Drop in a video. Ask anything about it.
VideoAnalyzer runs a full multi-modal analysis pipeline on any video file — object detection, transcription, scene segmentation, audio classification, OCR — then spins up an AI assistant that knows exactly what happened, when, and why.
Upload a video → everything below runs automatically in the background:
| Step | What happens |
|---|---|
| Metadata probe | Duration, resolution, FPS via ffprobe |
| Whisper transcription | Full VTT transcript with timestamps (faster-whisper) |
| YOLO object detection | Frame-by-frame detection at 1 FPS (YOLOv8) |
| Scene segmentation | Cut detection + per-scene brightness, motion, color palette |
| Audio classification | Speech / silence / music+noise segmentation |
| OCR | On-screen text extracted from scene keyframes (EasyOCR) |
| Context assembly | Everything merged into a structured document for the AI |
Then you chat with a Backboard AI assistant that can answer questions like:
"What objects appear between 1:30 and 2:00?" "Find every moment someone says 'product launch'" "Describe what's happening at 0:45 — visually, audibly, and any text on screen" "When does the car first appear and when does it leave?"
- Python 3.10+ · Flask · uv
- YOLOv8 (Ultralytics) — object detection
- faster-whisper — speech transcription
- EasyOCR — on-screen text recognition
- ffmpeg — frame extraction + audio processing
- Backboard — AI assistant with tool-call loop, thread memory, document storage
brew install ffmpeg # macOS
# or: sudo apt install ffmpegYou'll also need a Backboard API key.
git clone https://github.com/your-username/video-analyzer
cd video-analyzer
cp .env.example .env
# → add your BACKBOARD_API_KEY to .env
./start.shOpen http://localhost:5050 and drop in a video.
start.shsyncs dependencies viauv, clears temp files, and starts the server.Ctrl+Cto stop.
# .env
BACKBOARD_API_KEY=your_api_key_here
WHISPER_MODEL=base # tiny | base | small | medium | large
FLASK_PORT=5050Whisper model size trades speed for accuracy. base is a good starting point; small or medium for better results on noisy audio.
All logic lives in the API — the UI is thin.
POST /api/videos Upload a video (multipart/form-data, field: file)
GET /api/videos List all videos + status
GET /api/videos/{id} Full analysis JSON
GET /api/videos/{id}/video Stream source file
GET /api/videos/{id}/transcript.vtt VTT transcript
Processing is async.
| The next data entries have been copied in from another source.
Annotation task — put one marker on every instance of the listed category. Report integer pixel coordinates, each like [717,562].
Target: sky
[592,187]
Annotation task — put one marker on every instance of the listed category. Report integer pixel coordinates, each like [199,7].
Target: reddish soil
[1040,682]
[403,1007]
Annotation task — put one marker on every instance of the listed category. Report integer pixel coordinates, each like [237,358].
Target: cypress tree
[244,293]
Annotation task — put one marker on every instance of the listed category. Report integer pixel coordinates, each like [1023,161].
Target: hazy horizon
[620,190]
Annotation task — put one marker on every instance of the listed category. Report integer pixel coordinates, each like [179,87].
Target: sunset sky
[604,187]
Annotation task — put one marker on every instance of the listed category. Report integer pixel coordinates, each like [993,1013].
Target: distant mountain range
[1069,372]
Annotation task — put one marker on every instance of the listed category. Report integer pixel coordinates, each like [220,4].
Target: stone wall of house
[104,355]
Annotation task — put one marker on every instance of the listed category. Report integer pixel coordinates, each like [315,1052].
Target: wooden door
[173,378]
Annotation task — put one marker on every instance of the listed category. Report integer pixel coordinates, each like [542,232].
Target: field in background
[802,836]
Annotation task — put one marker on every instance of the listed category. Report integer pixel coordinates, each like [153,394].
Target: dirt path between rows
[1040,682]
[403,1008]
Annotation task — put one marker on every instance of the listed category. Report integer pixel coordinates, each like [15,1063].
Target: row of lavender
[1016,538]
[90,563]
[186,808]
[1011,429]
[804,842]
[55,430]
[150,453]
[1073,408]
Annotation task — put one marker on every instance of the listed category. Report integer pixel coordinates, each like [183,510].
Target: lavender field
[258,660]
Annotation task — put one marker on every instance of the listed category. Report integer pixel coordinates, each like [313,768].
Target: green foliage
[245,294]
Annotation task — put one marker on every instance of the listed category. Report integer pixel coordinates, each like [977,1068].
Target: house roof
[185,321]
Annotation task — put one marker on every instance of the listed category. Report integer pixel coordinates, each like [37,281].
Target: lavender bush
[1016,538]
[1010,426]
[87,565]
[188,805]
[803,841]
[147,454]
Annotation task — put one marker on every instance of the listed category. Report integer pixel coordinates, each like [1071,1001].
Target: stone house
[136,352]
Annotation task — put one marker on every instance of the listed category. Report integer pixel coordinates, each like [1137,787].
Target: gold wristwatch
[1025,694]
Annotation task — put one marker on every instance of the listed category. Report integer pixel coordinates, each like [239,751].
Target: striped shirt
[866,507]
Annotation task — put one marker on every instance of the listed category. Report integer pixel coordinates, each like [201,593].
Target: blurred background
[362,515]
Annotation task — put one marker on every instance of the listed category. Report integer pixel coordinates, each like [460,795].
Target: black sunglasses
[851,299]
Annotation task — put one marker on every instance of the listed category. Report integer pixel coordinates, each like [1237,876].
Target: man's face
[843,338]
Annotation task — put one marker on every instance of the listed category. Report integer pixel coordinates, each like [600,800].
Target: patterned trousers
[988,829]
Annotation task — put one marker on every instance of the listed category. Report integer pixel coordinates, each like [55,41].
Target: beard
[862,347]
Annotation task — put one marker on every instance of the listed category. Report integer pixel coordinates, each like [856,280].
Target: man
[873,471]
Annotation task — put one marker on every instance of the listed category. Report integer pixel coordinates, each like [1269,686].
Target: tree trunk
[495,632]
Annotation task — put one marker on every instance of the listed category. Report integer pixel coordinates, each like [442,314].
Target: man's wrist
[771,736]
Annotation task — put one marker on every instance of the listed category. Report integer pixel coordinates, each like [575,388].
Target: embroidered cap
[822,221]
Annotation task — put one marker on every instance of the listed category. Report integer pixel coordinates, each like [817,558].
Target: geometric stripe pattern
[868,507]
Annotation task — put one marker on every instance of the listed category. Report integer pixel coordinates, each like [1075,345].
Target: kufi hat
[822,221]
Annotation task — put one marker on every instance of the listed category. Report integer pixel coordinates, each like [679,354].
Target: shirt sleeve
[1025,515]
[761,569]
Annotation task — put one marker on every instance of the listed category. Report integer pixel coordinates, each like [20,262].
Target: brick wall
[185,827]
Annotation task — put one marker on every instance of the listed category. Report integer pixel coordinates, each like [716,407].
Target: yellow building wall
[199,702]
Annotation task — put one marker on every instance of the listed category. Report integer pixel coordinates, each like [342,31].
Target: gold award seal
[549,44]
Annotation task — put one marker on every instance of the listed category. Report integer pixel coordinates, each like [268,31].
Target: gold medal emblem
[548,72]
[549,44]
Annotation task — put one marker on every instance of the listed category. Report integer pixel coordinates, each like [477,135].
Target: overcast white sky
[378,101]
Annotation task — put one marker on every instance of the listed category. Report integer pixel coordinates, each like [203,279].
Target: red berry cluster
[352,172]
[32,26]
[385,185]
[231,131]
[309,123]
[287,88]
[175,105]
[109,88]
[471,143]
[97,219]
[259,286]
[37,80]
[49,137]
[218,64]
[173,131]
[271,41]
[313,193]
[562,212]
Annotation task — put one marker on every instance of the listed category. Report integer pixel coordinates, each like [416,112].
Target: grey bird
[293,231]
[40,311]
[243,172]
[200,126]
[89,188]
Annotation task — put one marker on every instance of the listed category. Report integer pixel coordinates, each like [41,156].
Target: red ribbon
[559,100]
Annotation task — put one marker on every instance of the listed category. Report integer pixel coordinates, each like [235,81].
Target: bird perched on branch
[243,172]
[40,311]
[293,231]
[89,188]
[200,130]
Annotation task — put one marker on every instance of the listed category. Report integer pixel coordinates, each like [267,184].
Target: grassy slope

Poll GET /api/videos/{id} and watch status:
uploading → processing → ready (or error)
POST /api/chat Send a message (returns task_id)
GET /api/chat/task/{task_id} Poll for response
Chat uses a task-polling pattern — post a message, get a task_id, poll until status: done.
Chat request body:
{
"thread_id": "...",
"content": "What objects appear in the first minute?",
"video_id": "..."
}The AI has six tools it can call mid-conversation:
| Tool | What it returns |
|---|---|
get_transcript |
Full or time-filtered VTT transcript |
search_transcript |
Timestamps matching a word or phrase |
get_objects_at_time |
Objects detected at a specific timestamp |
get_object_timeline |
Full appearance timeline for a named object |
get_scene_info |
Scene detail: colors, motion, audio, OCR text |
get_audio_segments |
Speech / silence / music timeline |
src/
├── app.py Flask app factory
├── models.py Pydantic models (Video, Scene, ObjectSpan, ...)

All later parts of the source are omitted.